What BYU wouldn't do for a group like that on Saturday.

Current O-line coach Garett Tujague said this week, after witnessing the Cougar offense stumble and bumble against Virginia, that his guys had to man up and play more physical, and he blamed himself that they didn't.

French would have gone ahead and blamed his players.

Tujague might as well have. He said there would be changes, and there will be: He's benching last year's only returning starter — left tackle Ryker Mathews — and replacing him with Michael Yeck, who played right tackle last week. Brock Stringham is moving from right guard to right tackle.

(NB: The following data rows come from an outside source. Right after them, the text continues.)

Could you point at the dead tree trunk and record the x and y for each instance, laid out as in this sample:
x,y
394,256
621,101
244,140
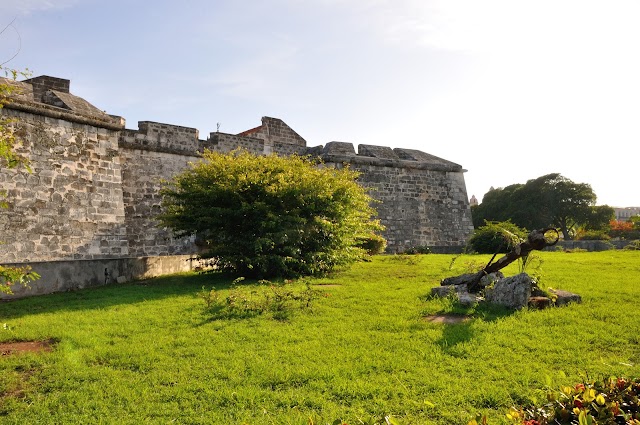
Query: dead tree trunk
x,y
537,240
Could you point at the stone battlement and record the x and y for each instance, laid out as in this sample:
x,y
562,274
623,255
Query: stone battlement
x,y
93,193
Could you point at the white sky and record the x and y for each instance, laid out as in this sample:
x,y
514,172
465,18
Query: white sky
x,y
509,89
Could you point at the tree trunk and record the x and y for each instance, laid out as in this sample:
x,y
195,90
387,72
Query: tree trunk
x,y
537,240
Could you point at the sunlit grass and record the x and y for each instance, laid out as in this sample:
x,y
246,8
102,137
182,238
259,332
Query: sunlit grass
x,y
150,352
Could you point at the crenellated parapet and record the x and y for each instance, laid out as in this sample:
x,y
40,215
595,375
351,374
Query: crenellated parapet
x,y
160,137
383,156
94,190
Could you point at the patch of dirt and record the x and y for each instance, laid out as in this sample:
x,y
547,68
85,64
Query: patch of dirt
x,y
17,347
447,319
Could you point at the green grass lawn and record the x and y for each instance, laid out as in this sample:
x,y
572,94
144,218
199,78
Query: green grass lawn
x,y
150,352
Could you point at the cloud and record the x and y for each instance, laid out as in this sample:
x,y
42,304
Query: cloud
x,y
14,8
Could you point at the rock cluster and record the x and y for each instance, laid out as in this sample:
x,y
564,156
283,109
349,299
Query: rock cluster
x,y
515,292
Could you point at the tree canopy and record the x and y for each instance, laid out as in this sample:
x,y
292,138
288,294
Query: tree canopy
x,y
549,200
267,216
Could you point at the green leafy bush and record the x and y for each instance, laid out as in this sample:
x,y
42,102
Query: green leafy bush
x,y
15,276
271,216
373,244
611,401
496,237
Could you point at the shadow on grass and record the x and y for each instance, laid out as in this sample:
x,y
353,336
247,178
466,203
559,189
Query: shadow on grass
x,y
116,294
456,334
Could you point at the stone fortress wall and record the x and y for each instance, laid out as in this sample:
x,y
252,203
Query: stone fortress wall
x,y
85,214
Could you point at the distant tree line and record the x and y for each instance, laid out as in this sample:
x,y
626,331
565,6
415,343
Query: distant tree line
x,y
551,200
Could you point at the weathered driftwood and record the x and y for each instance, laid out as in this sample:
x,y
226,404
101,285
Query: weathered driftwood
x,y
537,240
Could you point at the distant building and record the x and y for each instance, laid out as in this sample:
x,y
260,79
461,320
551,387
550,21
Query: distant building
x,y
625,214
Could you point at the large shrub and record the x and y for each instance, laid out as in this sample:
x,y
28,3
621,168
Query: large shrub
x,y
496,237
268,216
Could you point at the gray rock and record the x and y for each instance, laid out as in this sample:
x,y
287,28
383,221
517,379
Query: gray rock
x,y
565,297
460,292
512,292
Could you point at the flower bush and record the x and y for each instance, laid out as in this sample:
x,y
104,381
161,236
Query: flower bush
x,y
612,401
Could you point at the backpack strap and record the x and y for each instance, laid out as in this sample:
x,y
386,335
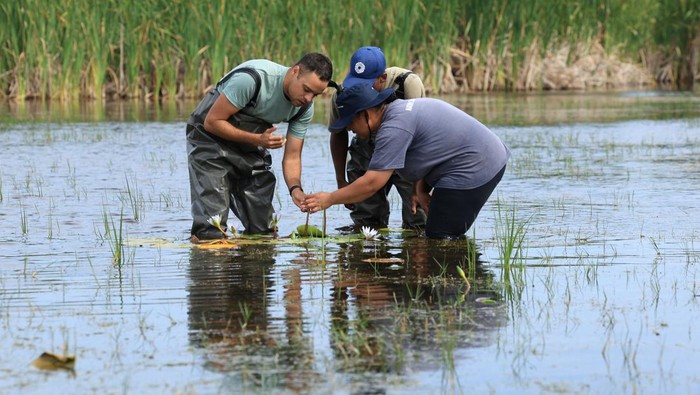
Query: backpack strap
x,y
400,80
256,77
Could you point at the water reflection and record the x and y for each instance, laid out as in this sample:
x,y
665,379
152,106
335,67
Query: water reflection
x,y
388,305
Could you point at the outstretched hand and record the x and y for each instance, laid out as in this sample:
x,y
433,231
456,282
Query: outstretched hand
x,y
271,141
298,197
318,201
342,184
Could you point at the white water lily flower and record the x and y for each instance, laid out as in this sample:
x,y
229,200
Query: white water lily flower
x,y
369,233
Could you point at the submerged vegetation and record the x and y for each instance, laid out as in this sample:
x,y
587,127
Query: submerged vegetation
x,y
152,49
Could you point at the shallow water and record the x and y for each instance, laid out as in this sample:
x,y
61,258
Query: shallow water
x,y
604,297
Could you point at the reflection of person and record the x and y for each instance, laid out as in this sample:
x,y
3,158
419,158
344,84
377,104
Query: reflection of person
x,y
231,130
368,66
428,142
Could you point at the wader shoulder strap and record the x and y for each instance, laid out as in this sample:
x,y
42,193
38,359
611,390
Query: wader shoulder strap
x,y
256,77
400,80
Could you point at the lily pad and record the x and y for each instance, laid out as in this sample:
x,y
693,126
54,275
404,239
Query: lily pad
x,y
49,361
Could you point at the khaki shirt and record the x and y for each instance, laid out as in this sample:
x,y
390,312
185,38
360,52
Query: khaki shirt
x,y
413,89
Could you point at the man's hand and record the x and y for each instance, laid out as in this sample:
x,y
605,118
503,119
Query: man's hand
x,y
420,199
271,141
318,201
298,197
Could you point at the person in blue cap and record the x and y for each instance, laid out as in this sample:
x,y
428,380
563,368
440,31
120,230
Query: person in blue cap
x,y
453,160
368,66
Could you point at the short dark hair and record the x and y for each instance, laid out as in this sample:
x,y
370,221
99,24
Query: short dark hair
x,y
318,63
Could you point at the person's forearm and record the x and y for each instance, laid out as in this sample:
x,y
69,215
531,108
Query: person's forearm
x,y
291,161
222,128
339,154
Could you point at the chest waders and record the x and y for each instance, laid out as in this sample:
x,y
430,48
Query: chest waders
x,y
230,175
374,211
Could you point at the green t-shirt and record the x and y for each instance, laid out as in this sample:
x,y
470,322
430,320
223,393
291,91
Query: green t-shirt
x,y
413,89
271,104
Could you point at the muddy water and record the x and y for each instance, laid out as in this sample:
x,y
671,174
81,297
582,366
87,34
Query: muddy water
x,y
603,296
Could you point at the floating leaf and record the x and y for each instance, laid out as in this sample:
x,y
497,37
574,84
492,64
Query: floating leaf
x,y
49,361
216,244
309,231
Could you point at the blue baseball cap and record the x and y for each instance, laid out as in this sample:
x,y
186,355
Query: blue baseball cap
x,y
355,99
366,65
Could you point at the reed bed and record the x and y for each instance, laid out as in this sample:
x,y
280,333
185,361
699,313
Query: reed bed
x,y
176,49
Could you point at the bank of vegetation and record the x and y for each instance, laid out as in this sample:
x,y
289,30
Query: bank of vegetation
x,y
167,49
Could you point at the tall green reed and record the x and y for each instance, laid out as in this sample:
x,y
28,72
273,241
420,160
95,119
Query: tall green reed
x,y
510,235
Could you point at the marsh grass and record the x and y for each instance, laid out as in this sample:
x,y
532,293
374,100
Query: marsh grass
x,y
134,199
510,235
155,49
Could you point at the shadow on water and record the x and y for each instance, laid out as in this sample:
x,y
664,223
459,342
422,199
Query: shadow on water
x,y
390,307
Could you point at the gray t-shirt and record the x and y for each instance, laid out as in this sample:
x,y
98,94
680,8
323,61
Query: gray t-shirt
x,y
271,106
429,138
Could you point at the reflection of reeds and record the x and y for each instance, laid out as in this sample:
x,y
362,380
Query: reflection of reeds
x,y
116,240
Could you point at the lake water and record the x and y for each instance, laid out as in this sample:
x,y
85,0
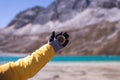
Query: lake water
x,y
4,59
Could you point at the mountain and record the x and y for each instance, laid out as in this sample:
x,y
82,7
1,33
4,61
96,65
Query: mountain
x,y
93,26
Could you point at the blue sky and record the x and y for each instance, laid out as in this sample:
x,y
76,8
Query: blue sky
x,y
9,8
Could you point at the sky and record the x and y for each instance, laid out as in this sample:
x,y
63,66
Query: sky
x,y
10,8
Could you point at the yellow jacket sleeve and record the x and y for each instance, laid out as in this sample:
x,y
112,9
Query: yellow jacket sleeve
x,y
27,67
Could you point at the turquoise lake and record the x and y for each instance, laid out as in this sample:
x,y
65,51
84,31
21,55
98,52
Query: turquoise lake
x,y
68,58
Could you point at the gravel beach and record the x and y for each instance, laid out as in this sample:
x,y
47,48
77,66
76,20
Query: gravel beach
x,y
79,71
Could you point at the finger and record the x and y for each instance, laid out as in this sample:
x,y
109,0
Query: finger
x,y
58,34
66,42
52,36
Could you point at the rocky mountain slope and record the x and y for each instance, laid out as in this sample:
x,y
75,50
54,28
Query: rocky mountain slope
x,y
93,25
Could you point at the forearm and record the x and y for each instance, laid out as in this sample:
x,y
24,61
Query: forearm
x,y
29,66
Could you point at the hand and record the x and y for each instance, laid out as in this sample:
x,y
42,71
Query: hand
x,y
55,43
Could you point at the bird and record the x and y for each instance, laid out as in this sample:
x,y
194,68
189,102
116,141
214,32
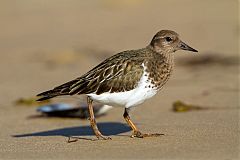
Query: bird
x,y
126,79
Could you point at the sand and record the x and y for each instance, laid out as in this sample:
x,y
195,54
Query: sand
x,y
45,43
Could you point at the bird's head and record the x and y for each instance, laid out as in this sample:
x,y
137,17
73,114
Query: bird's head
x,y
168,42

Manaaki Vaitai will be at left guard, Terrance Alletto will stay at center, and the search is on for a starter at right guard.

While all that was going down, Bronco Mendenhall cited a need for continuity along the offensive front.

But there is no continuity.

Asked the other day if these problems could be solved with the talent on hand, Tujague said: "Absolutely, 100 percent. Absolutely, it will be fixed."

But you have to wonder how and how long.

And how after last season's struggles up front, those struggles persist, still.

Tujague and offensive coordinator Robert Anae, who helps coach the line, have had all of spring ball and fall camp to determine who their best prospects are and, suddenly, after one game, they're tossing their previous judgments to the wind and trying to repair the damage inside of one week — before the Longhorns roll into town.

On the one hand, that's bold. On the other, it's an admission that they heretofore miscalculated what was in the Cougars' best offensive interests.

"I want to find guys who are going to embrace the hard edge and stand toe to toe with anybody and throw punches," Tujague said. "That's what I want. That's what I'm looking for and we'll find it. We will find it."

They'd best hurry.

And even if they do, on account of the unique requirements of sound offensive line play, namely that individuals must step up and "stand toe to toe," but also be coordinated into a synchronized group mind meld, finding embracers of the hard edge isn't enough. The whole unit must be, as French said it, brought into harmony.

The old, eccentric longtime assistant who coached under Edwards for 20 years explained some of the intricacies of protecting the quarterback and opening holes. There's more to it than just firing off on defensive linemen, including a lot of technique, some of which is counterintuitive. He compared effective blocking to everything from fencing to dancing to pulverizing meat.

He emphasized that his 300-pound pupils move their feet, keep their heads up, stay balanced, kick step properly, punch out, all the rudiments, and that the whole thing stay coordinated and cohesive.

To Tujague's point, French also liked mean, bad-tempered, churlish, beastly linemen who'd just as soon cave in an opponent's nose as look at it. They just had to move like a concerted troupe of ballerinas while doing so. And, as you'd expect, they couldn't focus on getting any kind of individual glory because, quite frankly, it wasn't coming.

Anonymity is not only an O-lineman's fate, it's his friend.

It is, in part, because of that unique team-oriented role that the offensive line is the core of any successful outfit, the beacon to which everyone looks for inspiration. Tujague knows that, too.

"They're the most important part of any team," he said. "When you look, especially at our offense, look at what we're doing, when you do it with an attitude that you won't lose, that you'll win at all costs, when people see 300-pound men doing that, it's a lot easier for 180-pound men to buy in and follow."

But not when 300-pound men are allowing 270-pound defenders to swim by and crush 180-pound teammates.

"The job up front has to get done," French said, all those years ago. "If not, your offense is dead."